É uma das coisas mais difíceis de se conviver, e, embora muita gente diga que nunca se arrepende do que faz, cada pessoa tem o seu, mesmo lá no fundo, encoberto com camadas espessas de orgulho, ele ainda continua ali, ele está ali, ele “é” ali.
Poucas coisas são capazes de liquidar um arrependimento, uma dessas é o perdão (que não vem sempre) e a outra é a chance de refazer, que também não é freqüente, aliás, muito menos freqüente que o perdão, isto é, se ela aparecer, não a deixe escapar; a conseqüência será um arrependimento dobrado.
De todos os arrependimentos que uma pessoa pode ter, em minha opinião, nenhum é pior que de não ter feito, não ter realizado, de não ter ido, de não ter sido, de não ter amado, de não ter aproveitado, quando ela teve a oportunidade.
Conviver com o arrependimento é difícil, mas quando ele está acompanhado da dúvida, é quase, se não, insuportável. Nada mais angustiante do que se pegar pensando no famigerado “e se...”
É simplesmente ruim quando você pensa nas inúmeras possibilidades que resultariam aquela atitude que você não tomou.
Certamente a razão de você não ter tomado essa atitude foi o medo, o medo de se arriscar, medo do que poderia vir depois, e por causa desse medo acabou não vindo nada.
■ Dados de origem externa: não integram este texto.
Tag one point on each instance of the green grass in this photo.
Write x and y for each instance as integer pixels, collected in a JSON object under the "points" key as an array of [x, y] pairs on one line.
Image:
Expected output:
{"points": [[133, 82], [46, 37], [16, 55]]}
É estranho pensar que quase tudo nessa vida é único e momentâneo, e mesmo sabendo isso, nós deixamos escapar coisas realmente importantes e únicas e, por quê? Pelo simples fato de sermos humanos, e que por isso já viemos com um pacote de emoções e nele está incluído o medo. Não que o medo seja de exclusividade humana; praticamente todos os animais o têm, porém, neles o instinto é conservado, e isso os faz arriscar, enquanto em nós, o mesmo parece que é reprimido e esquecido. Já percebeu o quanto uma criança de 4 anos pode ser sincera, sem nenhum medo ou receio de falar o que pensa, enquanto uma de 10 já é bem comedida com as palavras, e uma pessoa adulta chega até a tolerar a maioria dos acontecimentos com bastante hipocrisia?
Isso é o nosso instinto que parece ser podado com o tempo, sobrando no final só um pequeno resquício do que era no inicio.
É a falta deste instinto que às vezes nos faz vacilar ante algumas escolhas, e são essas escolhas não feitas que se transformam em arrependimentos tempos depois.
Resumindo: não é sempre que você terá uma segunda chance, então tente não deixar escapar de primeira; o arrependimento são duas pedras muito pesadas, que você tem que carregar no coração, na mente ou em ambos.